To address the continuity of a function, one must ensure three key conditions are met. First, the function value at the point must exist. Second, the limit of the function as it approaches the point from both sides must exist. Lastly, the function value at the point must equal the limit value. In our case, for the given function \(f(x) = |x-3|\), we need to check continuity at \(x_1 = 3\). We find that \(f(3) = |3 - 3| = 0\). Next, the limit as \(x\) approaches 3 is \( \lim_{{x \to 3}} f(x) = 0 \). Both the left-hand limit and the right-hand limit are the same and match the function value at 3. Hence, the function is continuous at \(x_1 = 3\).

Differentiability of a function at a point requires that the function's derivative exists and is continuous at that point. The derivative, which represents the function's slope, must be the same when approaching the point from either side. For the absolute value function \(f(x) = |x - 3|\) at \(x_1 = 3\), we calculate the left-hand and right-hand derivatives. They are found to be \( f'_-(3) = -1 \) and \( f'_+(3) = 1 \) respectively. Since these derivatives are not equal, the function is not differentiable at \(x_1 = 3\). Therefore, the function has a 'corner' at \(x = 3\), which prevents it from being differentiable there.

In general, to determine the differentiability at a point, it's essential to compute both the left and right derivatives. These are calculated using limits. For \( f(x) = |x-3| \), the left-hand derivative at \(x_1 = 3\) is calculated as: \[ f'_-(3) = \lim_{{h \to 0^-}} \frac{|3 + h - 3| - f(3)}{h} = \lim_{{h \to 0^-}} \frac{|h| - 0}{h} = \lim_{{h \to 0^-}} \frac{|h|}{h} = -1 \]. For the right-hand derivative: \[ f'_+(3) = \lim_{{h \to 0^+}} \frac{|3 + h - 3| - f(3)}{h} = \lim_{{h \to 0^+}} \frac{|h| - 0}{h} = \lim_{{h \to 0^+}} \frac{|h|}{h} = 1 \]. These derivatives are significant as they help determine the function's behavior just before and just after a point.

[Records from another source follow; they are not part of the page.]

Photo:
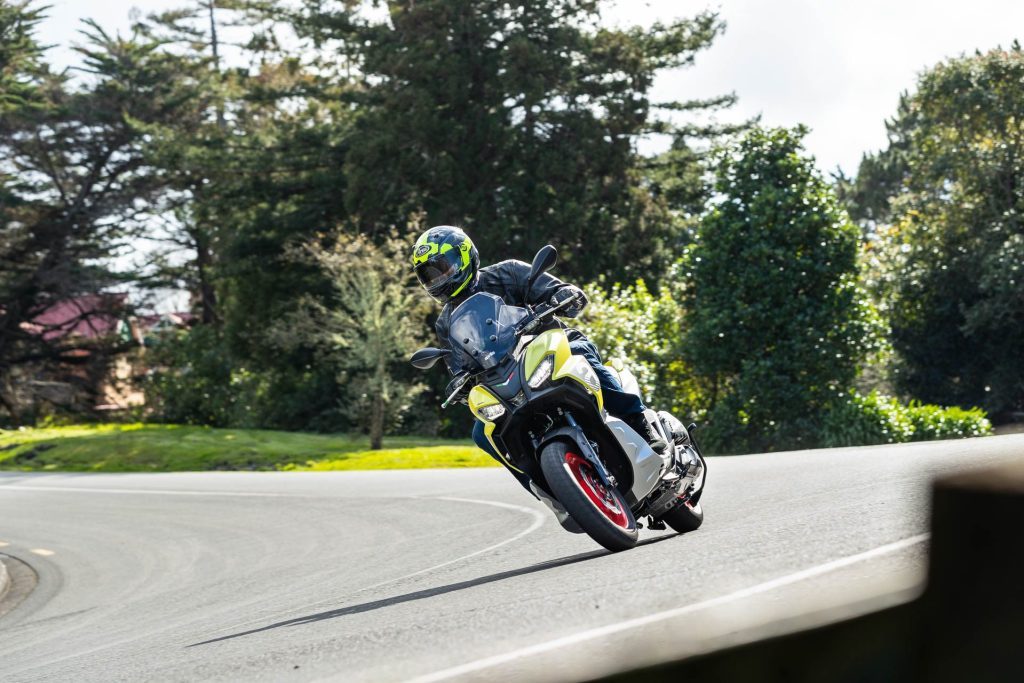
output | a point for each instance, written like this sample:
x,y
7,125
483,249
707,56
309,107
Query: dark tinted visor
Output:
x,y
437,270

Piecewise functions are defined by different expressions depending on the interval of the input. The absolute value function \( f(x) = |x - 3| \) is a classic example and can be written as a piecewise function: \[ f(x) = \begin{cases} -(x - 3), & \text{if } x < 3 \ (x - 3), & \text{if } x \geq 3 \end{cases} \]. This means for values of \(x\) less than 3, the function behaves like \( -(x - 3) \), and for values of \(x\) greater than or equal to 3, it behaves like \(x - 3\). Piecewise functions can often present challenges in analysis, particularly at the points where the definition switches, like \(x = 3\) in our example. These switch points may lead to potential discontinuities or non-differentiable corners.